There comes a time in (nearly) every journalist’s career when she (or he) has to take a break from the profession, for whatever reason. I’m in that position now, with graduate school. I admit that at times, without a paper or news site for which to edit, design or write, I have something of an existential breakdown. Am I still a journalist?! Is someone in a trench coat going to revoke my membership card? 

That kind of a break, whether it lasts months or years, or is permanent or temporary, can be difficult to take. Here are some ways for the journalist in limbo to stay sharp (or more accurately, they’re how this journalist in limbo stays sharp).

1. Keep writing.
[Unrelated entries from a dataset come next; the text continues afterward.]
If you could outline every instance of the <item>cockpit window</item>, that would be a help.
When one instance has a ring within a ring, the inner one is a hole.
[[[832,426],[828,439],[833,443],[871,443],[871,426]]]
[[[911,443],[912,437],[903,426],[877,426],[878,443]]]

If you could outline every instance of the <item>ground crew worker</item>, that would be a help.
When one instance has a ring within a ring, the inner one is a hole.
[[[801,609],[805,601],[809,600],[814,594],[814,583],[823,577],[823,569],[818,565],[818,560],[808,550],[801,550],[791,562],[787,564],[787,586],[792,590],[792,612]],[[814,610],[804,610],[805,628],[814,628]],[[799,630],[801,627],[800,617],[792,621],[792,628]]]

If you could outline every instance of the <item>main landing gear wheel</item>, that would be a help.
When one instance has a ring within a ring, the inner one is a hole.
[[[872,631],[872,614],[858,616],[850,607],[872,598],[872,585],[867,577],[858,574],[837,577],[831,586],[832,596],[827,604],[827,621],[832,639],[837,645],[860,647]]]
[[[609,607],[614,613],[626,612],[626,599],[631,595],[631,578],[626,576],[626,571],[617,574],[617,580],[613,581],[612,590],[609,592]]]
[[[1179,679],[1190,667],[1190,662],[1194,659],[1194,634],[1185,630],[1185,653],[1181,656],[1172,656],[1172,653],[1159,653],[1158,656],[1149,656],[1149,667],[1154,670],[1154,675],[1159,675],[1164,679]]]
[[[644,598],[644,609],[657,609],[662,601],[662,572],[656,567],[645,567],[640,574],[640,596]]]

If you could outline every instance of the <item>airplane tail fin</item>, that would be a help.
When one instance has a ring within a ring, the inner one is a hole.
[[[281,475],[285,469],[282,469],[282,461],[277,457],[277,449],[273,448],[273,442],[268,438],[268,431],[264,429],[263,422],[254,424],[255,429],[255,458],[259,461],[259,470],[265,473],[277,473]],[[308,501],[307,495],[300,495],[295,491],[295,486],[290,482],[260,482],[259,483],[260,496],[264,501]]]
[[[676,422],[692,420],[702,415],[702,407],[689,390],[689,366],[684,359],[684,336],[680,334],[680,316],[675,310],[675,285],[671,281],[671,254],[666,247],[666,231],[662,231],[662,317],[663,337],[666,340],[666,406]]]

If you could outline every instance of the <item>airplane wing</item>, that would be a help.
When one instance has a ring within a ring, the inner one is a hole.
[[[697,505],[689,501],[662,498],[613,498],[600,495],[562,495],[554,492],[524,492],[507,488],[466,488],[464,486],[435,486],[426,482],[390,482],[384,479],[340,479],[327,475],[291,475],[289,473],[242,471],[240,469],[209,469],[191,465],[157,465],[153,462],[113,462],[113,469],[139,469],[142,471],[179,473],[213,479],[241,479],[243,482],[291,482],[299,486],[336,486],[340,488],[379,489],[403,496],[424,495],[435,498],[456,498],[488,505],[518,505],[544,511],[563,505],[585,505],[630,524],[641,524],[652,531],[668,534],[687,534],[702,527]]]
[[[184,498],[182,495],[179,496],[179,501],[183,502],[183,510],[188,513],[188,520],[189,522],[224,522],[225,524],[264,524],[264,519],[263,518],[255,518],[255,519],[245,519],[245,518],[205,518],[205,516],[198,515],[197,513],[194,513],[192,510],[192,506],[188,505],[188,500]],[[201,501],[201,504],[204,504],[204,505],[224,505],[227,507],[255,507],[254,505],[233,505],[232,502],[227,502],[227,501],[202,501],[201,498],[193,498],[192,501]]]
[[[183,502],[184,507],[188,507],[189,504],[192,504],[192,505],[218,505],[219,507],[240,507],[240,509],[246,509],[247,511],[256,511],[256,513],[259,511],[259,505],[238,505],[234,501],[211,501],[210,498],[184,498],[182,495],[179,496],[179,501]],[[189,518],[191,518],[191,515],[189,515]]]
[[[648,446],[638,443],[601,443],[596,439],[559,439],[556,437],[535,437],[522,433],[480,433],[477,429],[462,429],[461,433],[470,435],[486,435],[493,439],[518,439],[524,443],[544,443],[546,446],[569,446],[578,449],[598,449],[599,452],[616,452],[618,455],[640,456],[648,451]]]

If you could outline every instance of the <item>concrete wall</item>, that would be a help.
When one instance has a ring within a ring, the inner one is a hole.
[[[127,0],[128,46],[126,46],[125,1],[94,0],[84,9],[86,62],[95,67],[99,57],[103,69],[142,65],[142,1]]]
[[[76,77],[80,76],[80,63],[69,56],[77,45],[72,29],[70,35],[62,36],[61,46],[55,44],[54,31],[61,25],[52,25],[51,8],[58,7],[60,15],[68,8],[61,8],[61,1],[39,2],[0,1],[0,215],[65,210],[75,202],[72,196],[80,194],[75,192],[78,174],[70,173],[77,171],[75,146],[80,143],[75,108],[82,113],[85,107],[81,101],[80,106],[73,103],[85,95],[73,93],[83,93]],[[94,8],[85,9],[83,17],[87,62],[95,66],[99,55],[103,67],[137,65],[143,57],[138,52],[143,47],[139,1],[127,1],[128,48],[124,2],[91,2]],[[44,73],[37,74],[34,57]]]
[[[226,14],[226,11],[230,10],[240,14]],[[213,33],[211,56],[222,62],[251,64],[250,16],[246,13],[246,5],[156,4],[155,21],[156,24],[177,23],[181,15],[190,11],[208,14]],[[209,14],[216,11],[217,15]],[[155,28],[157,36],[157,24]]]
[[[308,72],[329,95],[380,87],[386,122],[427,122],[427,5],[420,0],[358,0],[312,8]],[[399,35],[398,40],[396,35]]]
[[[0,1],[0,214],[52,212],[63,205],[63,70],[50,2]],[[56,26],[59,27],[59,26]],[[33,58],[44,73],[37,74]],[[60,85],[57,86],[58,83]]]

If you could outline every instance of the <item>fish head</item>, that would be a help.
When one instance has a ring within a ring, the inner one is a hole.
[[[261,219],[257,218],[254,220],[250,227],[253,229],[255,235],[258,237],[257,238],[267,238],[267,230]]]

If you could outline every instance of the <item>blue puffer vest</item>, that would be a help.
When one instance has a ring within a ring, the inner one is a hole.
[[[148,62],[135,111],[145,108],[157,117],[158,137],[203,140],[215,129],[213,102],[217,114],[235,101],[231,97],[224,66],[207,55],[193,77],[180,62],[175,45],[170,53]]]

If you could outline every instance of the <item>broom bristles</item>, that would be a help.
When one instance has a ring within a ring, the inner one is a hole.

I write all the time — blog entries, academic essays, dissertation notes, tweets, neurotic emails to my mother. It doesn’t have to be publishable or even journalistic. Stay used to writing as much as you can. It keeps your voice, grammar and mechanics sharp. If you’re in school, academic research is good practice for looking up public records. I’m looking up Hungarian electoral data; what are Sarah Palin’s emails compared with that?

2. Keep reading. I read and skim a ton of content every day. The New York Times, Washington Post, Mother Jones, Huffington Post, Guardian, BBC, Poynter, Telegraph, Gawker, Mashable, Slate, Salon and Kansas City Star form my core go-to links, but there are probably dozens more that I visit tangentially. Not only do I stay connected with global, national and local news, but I also get a good dose of quality writing and reporting. Good writing comes from good reading.

3. Keep practicing skills. This could be any one thing, or several small things. For instance, I’m working through HTML and CSS exercises in a workbook, and sampling some free online courses through News University. The code work is a refresher of basic skills I learned in J school, and the online tutorials offer a more theoretical approach to ethics, business planning and management. News University also offers inexpensive online help with several critical applications like InDesign and Photoshop, if you’re interested in that.

4. Stay engaged with social media. I tweet all the time, on a variety of topics — politics, sports, cooking, travel, movies — and it helps me practice brevity in my writing (see #1), engage others in dialogue, learn about different sources of news and practice filtering information. I’m also active in Foursquare (I love leaving tips) and maintain a LinkedIn account. You don’t need a steady journalism job to build an audience.

5. Network, as an extension of #4. Talk to people and follow people in a wide range of professions, not just journalism. Think of everyone as a potential source. Follow accounts that regularly link to job postings, maintain a website for your professional use and keep all of your contact information up to date. I created and ordered my own business cards, which I designed myself from scratch. Use the time when you’re not beholden to a media company to cultivate your own brand and learn how to sell yourself.

I’d be jumping the gun if I told you that the above points were guaranteed recipes for success (I’m still in graduate school and don’t have a job yet), but they’ve definitely helped me to stay in the loop and feel connected to my chosen profession.

I’ve worked for a newspaper of some kind in a staff capacity almost non-stop since I was 15: four years on my high school paper, four years on the University Daily Kansan and consecutive summers at the Indianapolis Star, Columbus Dispatch and Kansas City Star. It’s taken me a while to accept that while it’s awesome to get paid to write and edit and have an official press pass, my writing and opinions aren’t necessarily less valid if I’m not employed at a newspaper. Do I eventually want a full-time job in journalism? Yes, I think I do. But that doesn’t mean I have to sit and twiddle my thumbs until I get one, and neither do you.